In an approach centered on citizens' access to food, water and energy, how should governments and society regard the environment? What is the solution for the future of the Amazon, Brazil and Latin America?

This question is too complex to be answered. This is what I think: we should not expect much from the public authorities and governments, as they are hostages to big corporations and the capitalist system. They are obliged to follow their logic, which is to have at least some GDP growth each year. But this logic can no longer be supported by the Earth, whose limits have been reached and can now be felt. I hope that solutions will come from the bottom, from the disgruntled and desperate, from those who do not accept the verdict of death on their lives and their ecosystems, from the movements that have developed another view of the Earth and production processes that are sufficient and decent for us humans and the entire community of life.

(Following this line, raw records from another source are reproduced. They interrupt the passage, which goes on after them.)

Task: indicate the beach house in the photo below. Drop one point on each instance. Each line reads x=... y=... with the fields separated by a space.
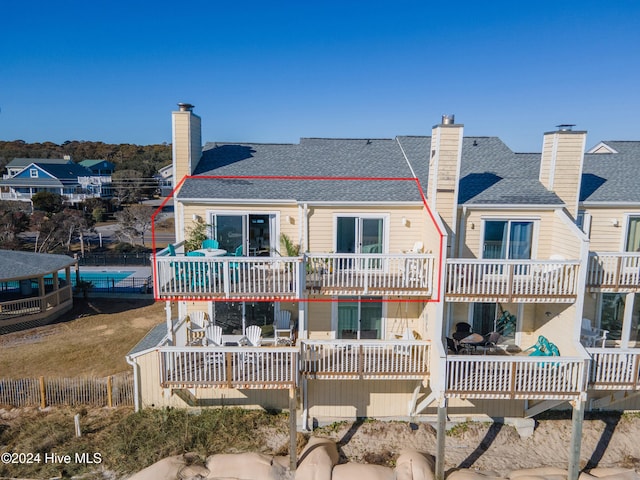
x=334 y=277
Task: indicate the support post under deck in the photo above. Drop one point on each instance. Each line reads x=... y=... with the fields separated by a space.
x=577 y=419
x=441 y=435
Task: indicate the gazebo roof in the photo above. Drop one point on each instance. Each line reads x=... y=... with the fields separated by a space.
x=18 y=265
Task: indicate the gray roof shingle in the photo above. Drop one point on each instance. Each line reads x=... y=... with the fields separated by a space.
x=16 y=265
x=490 y=173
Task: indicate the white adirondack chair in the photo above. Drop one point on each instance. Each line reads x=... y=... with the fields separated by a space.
x=282 y=328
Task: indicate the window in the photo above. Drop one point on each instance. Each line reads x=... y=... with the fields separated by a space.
x=253 y=232
x=633 y=234
x=359 y=319
x=356 y=234
x=507 y=239
x=612 y=314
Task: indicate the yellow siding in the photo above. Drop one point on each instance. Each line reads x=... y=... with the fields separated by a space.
x=187 y=143
x=561 y=165
x=552 y=236
x=401 y=237
x=605 y=237
x=399 y=316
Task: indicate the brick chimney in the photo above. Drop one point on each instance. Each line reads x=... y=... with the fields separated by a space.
x=444 y=170
x=561 y=164
x=186 y=141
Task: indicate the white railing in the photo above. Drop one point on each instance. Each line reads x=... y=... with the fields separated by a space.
x=512 y=280
x=358 y=359
x=498 y=377
x=614 y=270
x=229 y=367
x=228 y=277
x=370 y=274
x=614 y=369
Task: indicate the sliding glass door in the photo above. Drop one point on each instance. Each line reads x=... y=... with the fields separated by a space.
x=359 y=319
x=359 y=234
x=252 y=232
x=507 y=239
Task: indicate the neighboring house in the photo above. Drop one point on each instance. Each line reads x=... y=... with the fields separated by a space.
x=34 y=288
x=99 y=167
x=400 y=240
x=62 y=176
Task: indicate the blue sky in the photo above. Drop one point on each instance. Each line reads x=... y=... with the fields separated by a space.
x=277 y=71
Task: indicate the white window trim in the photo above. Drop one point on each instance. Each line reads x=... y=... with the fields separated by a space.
x=334 y=315
x=276 y=227
x=625 y=234
x=535 y=234
x=385 y=226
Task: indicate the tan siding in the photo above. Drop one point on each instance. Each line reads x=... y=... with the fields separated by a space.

I think the Proyecto Buen Vivir (Good Life Project) in Andean communities holds the solution to what will be mandatory for all mankind and to safeguard the Planet. That is to say, always strive for balance, pursue an economy of sufficiency and not of accumulation, of communion among all beings and also with the universal energies, the spiritual ones, and live in profound communion with the Pacha Mama, the Earth, the only Common Home we have, and we have no other to dwell in. We either do that or we will decree the slow extinction of our species and a great damage to the biosphere, which will continue to exist, but without our species which, due to its aggressiveness, created a new geological era, the Anthropocene, that is to say humans are the true sweeping meteor capable of self-destruction with a profound effect on the living planet, the Earth. But as the spirit exists first in the universe and then in us, perhaps in millions of years there will appear a complex being capable of harboring the spirit and ushering in another type of civilization on this planet, certainly better and more wholesome than ours.